How does it work? Surprisingly enough, not via an algorithm, but through text boxes. Textboxes will be displayed on videos and content promoting alternate facts and will provide a Wikipedia-description on the topic. For example, a video that questions whether humans landed on the moon would have a text box with Wikipedia’s description on the Apollo 11 lunar landing mission.
An official partnership with Wikipedia hasn’t been created. It’s important to note that Wikipedia is an open source platform where users can add/edit/remove content and information. Though Wikipedia may not always be the best source, the text boxes will act as guidance allowing video-watchers to create better informed opinions.
This isn’t the Alphabet company’s first foray into fighting the spread of fake news. In 2017, Google removed 3.2 billion ‘bad ads, and blocked over 300K publishers, 90k sites and 700k mobile apps, for reasons including violating policies on harmful, misleading and offensive content.
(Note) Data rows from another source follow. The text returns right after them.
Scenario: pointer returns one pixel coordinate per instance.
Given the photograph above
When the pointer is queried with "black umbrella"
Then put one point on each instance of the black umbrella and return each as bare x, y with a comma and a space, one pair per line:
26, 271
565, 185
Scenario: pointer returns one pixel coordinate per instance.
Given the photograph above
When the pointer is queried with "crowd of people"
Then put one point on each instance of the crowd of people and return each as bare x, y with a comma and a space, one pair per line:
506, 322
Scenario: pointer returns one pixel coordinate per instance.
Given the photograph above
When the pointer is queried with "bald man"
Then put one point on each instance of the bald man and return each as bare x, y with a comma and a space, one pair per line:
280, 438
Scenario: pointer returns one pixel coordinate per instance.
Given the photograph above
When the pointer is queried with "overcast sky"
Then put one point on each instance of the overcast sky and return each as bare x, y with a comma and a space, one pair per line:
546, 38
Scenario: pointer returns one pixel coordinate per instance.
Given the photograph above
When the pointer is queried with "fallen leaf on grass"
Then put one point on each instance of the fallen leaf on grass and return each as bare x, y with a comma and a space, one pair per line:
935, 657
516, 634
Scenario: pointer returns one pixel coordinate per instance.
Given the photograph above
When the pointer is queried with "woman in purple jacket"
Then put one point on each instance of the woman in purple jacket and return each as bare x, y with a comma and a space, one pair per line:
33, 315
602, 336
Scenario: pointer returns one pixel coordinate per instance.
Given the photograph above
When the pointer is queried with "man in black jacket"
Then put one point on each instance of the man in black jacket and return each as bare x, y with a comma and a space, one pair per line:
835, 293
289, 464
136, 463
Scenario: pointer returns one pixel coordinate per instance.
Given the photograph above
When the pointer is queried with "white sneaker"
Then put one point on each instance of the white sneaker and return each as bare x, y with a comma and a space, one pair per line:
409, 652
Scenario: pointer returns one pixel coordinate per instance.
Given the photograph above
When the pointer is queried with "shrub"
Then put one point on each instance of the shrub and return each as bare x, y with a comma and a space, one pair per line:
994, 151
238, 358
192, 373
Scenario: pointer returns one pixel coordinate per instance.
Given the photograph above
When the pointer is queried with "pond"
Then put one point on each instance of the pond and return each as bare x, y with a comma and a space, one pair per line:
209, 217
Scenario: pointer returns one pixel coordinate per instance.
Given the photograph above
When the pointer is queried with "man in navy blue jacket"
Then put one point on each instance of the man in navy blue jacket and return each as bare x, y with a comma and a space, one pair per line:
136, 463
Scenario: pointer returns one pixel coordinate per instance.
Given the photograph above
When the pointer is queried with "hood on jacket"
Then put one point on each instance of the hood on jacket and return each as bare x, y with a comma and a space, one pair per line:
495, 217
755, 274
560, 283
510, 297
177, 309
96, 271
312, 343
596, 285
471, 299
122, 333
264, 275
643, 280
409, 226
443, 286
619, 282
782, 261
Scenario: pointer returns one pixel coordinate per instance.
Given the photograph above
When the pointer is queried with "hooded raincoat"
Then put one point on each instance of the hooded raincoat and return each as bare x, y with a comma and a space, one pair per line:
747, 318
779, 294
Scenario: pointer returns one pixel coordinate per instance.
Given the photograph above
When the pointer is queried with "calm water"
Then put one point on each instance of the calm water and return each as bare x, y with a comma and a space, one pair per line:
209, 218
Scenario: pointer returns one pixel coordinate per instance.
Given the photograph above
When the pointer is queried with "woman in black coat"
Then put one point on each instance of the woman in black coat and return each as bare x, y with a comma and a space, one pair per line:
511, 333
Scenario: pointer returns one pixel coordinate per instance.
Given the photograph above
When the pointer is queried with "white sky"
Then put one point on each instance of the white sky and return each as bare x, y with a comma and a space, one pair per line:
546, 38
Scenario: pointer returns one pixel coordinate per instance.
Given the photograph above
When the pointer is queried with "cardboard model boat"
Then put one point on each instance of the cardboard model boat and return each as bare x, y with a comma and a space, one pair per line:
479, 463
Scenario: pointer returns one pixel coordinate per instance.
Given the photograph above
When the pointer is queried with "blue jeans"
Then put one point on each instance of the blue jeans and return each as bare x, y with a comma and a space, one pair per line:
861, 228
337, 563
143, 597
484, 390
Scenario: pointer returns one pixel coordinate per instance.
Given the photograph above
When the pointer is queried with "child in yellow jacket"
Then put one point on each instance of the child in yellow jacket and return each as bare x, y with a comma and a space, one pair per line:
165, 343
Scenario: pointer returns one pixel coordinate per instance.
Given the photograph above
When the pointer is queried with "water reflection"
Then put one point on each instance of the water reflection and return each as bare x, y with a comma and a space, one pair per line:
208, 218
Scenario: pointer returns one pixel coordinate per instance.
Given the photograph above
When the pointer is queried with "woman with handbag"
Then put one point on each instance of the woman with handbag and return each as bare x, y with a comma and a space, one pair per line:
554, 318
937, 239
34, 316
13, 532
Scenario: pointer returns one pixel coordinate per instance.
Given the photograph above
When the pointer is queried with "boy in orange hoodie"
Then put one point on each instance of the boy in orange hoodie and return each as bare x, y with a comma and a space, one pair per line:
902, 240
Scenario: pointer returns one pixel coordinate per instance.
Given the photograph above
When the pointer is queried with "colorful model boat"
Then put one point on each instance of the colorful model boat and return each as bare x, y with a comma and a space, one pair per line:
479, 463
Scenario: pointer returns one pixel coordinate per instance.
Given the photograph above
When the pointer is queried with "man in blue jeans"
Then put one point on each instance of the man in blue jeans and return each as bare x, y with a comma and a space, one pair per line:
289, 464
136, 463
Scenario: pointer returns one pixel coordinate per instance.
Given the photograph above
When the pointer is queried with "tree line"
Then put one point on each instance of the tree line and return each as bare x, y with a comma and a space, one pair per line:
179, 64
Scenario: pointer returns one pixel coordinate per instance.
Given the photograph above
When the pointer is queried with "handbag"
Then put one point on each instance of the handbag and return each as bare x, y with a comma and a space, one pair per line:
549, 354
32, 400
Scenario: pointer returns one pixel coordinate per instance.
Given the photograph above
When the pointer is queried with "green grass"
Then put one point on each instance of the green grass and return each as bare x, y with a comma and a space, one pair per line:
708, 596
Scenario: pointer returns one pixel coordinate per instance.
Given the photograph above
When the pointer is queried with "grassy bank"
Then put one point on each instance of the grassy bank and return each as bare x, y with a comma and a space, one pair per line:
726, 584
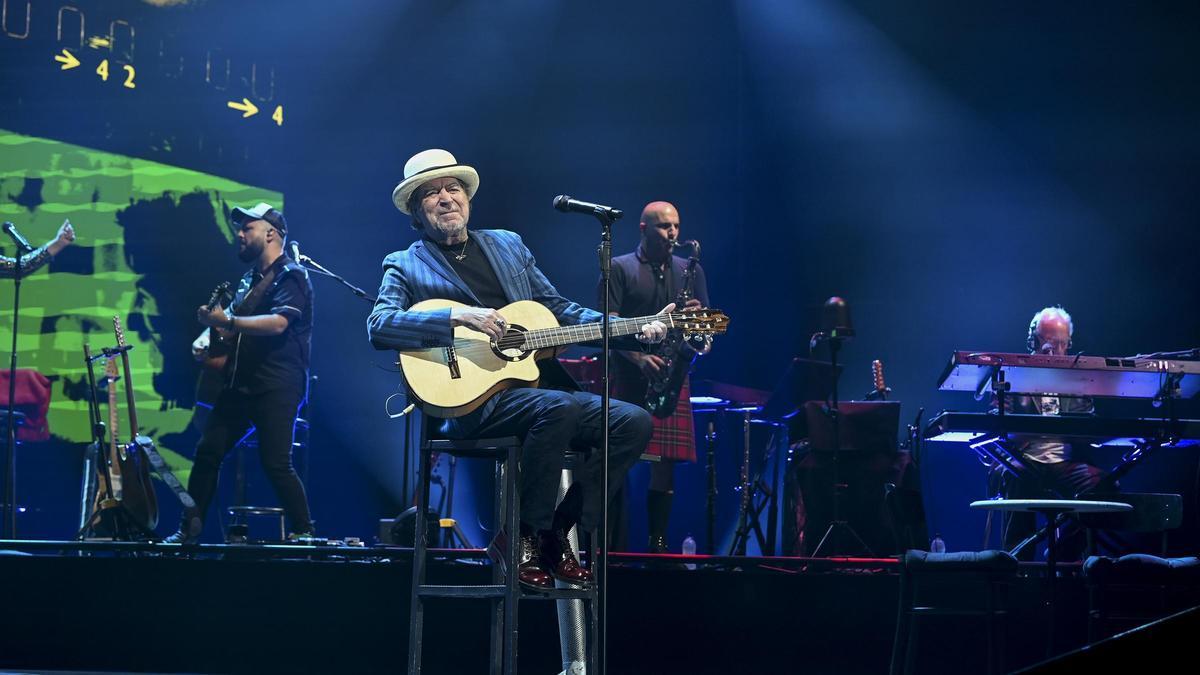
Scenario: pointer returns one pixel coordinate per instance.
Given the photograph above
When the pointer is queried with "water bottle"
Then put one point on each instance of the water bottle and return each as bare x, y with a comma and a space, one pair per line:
937, 545
689, 548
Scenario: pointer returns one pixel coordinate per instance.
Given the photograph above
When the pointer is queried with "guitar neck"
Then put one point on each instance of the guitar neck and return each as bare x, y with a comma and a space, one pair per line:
129, 396
563, 335
113, 417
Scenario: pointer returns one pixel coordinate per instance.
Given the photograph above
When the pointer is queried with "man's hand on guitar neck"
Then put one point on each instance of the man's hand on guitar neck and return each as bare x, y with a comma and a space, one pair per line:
654, 332
201, 346
483, 320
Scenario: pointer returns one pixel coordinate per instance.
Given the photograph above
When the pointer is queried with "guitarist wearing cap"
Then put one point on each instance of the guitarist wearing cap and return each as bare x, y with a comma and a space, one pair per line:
268, 333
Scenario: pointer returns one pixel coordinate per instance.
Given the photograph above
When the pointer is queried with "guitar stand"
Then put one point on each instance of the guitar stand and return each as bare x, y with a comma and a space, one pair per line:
837, 525
760, 497
111, 514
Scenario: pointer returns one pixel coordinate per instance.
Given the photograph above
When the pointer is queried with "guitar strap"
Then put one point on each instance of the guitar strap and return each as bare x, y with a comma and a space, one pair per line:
249, 306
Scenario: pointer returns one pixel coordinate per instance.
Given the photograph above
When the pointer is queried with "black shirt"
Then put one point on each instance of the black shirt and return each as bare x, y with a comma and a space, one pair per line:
265, 363
640, 287
477, 272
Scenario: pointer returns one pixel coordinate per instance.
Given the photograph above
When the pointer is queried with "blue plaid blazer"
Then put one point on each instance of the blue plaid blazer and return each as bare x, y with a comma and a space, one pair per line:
421, 273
In addition, Google added 28 new policies for advertisers and an additional 20 policies for publishers, as part of their battle to stop the spread of misleading information.
YouTube’s battle against misleading content continues with the announcement of their newest feature, which will provide Wikipedia-sourced ‘information cues’ alongside flagged videos.
The video platform’s plan currently only involves videos surrounding internet conspiracy theories. It will be interesting to see how YouTube’s newest conspiracy-debunking feature plays out, how they deem questionable content, and whether it will roll out to a wider variety of videos.